Judge approves settlement in UnitedHealth Group case

UnitedHealth Group CEO Bill McGuire
UnitedHealth Group CEO Bill McGuire.
MPR Photo/Jeff Horwich

A federal judge in Minneapolis has approved a settlement relating to a stock options backdating scandal at UnitedHealth Group.

The case stems from an internal report at UnitedHealth in 2006 that showed certain executives, including former chief executive William McGuire, likely backdated stock options. Shareholders brought a lawsuit against the company.

To settle the lawsuit, McGuire agreed to give up stock options and other pay, valued at the time at more than $400 million.

In his ruling, Federal Judge James Rosenbaum said one or more of the defendants, who include other former executives ousted by the scandal, "could possibly pay more." But Rosenbaum concluded that doesn't mean the settlement is inadequate. A state court approved the deal last month.

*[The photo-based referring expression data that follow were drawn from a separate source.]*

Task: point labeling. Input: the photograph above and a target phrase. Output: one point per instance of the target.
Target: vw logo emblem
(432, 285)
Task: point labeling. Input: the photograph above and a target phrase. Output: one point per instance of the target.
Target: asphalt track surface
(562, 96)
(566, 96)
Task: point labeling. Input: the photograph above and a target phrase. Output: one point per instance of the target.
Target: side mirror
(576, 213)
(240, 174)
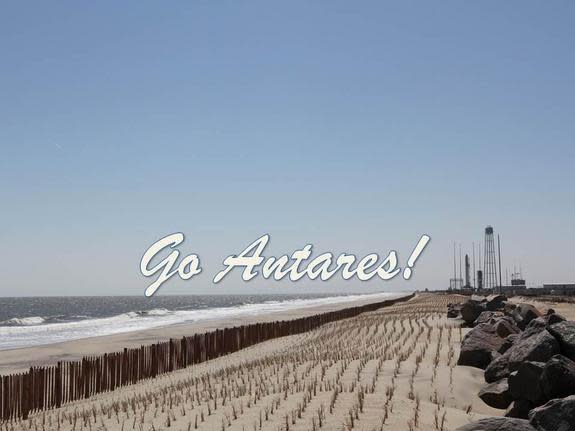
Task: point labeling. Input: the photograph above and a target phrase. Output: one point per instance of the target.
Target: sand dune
(393, 369)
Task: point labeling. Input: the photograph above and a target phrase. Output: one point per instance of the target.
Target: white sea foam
(34, 333)
(24, 321)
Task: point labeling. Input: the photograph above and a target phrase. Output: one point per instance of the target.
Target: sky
(352, 126)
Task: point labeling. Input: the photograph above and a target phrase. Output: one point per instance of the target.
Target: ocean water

A UnitedHealth spokesman said this is "an historic recovery for the company," and they're pleased to have the matter behind them.

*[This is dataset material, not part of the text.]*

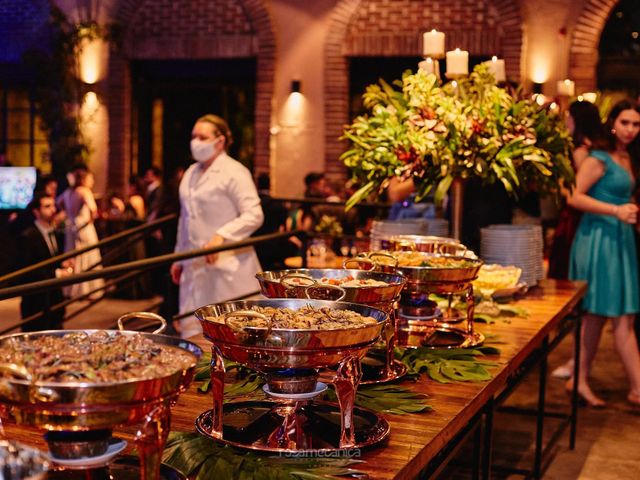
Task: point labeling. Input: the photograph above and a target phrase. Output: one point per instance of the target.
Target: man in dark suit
(37, 243)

In a statement, McGuire said: "I look forward to closing this challenging chapter of my life so that I can devote my full attention both to my philanthropic interests, as well as my business efforts to improve the quality and accessibility of health care for all Americans."

McGuire agreed to other payouts in a class-action lawsuit settlement. A related settlement cost Minnetonka-based UnitedHealth about $900 million; Rosenbaum has yet to approve that deal.